Using process tree view

In the Process Log tab, you can drill down to the process tree to see a visual representation and detailed information about a specific process and its related events. You can also isolate or unisolate a device and create an override for the file determination. See topics Creating a process override for more information.

To view the specific details of a process:

• In the Process Log table, click a link in the Process Name column to drill down to the process tree view. The Process Details pane displays information about the process that you selected.

  Note: You can also click any related events within the process tree to view its details.

  • Process Name — The process name as identified by the device operating system.

  • Determination — The file determination value (Good, Undetermined, or Bad).

  • Command args — The command arguments passed to the process when it was executed.

  • Elevation — The elevation privilege of the running process (user, limited, admin, or system).

  • MD5 — The MD5 hash of the file associated with the process.

  • Normalized process path — The normalized file path of the process.

  • Parent process guid — The unique GUID for the parent process data. This GUID tracks the process through its execution lifecycle.
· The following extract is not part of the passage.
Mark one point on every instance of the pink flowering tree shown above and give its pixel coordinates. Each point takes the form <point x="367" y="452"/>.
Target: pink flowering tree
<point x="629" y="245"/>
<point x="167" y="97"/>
  • PID — The ID assigned to the process by the device operating system upon execution.

  • Process path — The system path and filename of the file associated with the process.

  • Timestamp — The date and time associated with the receipt of the process execution event.

  • Username — The user or system account that executed the process.

  • SHA256 — The SHA256 hash of the file associated with the process.

You can customize the process tree view in any of the following ways:

• Use your mouse or scroll wheel within the view area to drag, pan out, and zoom in.

• Choose any of the controls in the process tree navigation bar.

  • Click to zoom in.

  • Click to zoom out.

  • Click to center the process tree within the view area.

  • Click to reset the process tree to its default view.

  • Switch between different process tree views.

    • Horizontal view aligns the process tree horizontally (default).

    • Vertical view aligns the process tree vertically.

    • Polar view displays all related processes stemming out from a central parent process.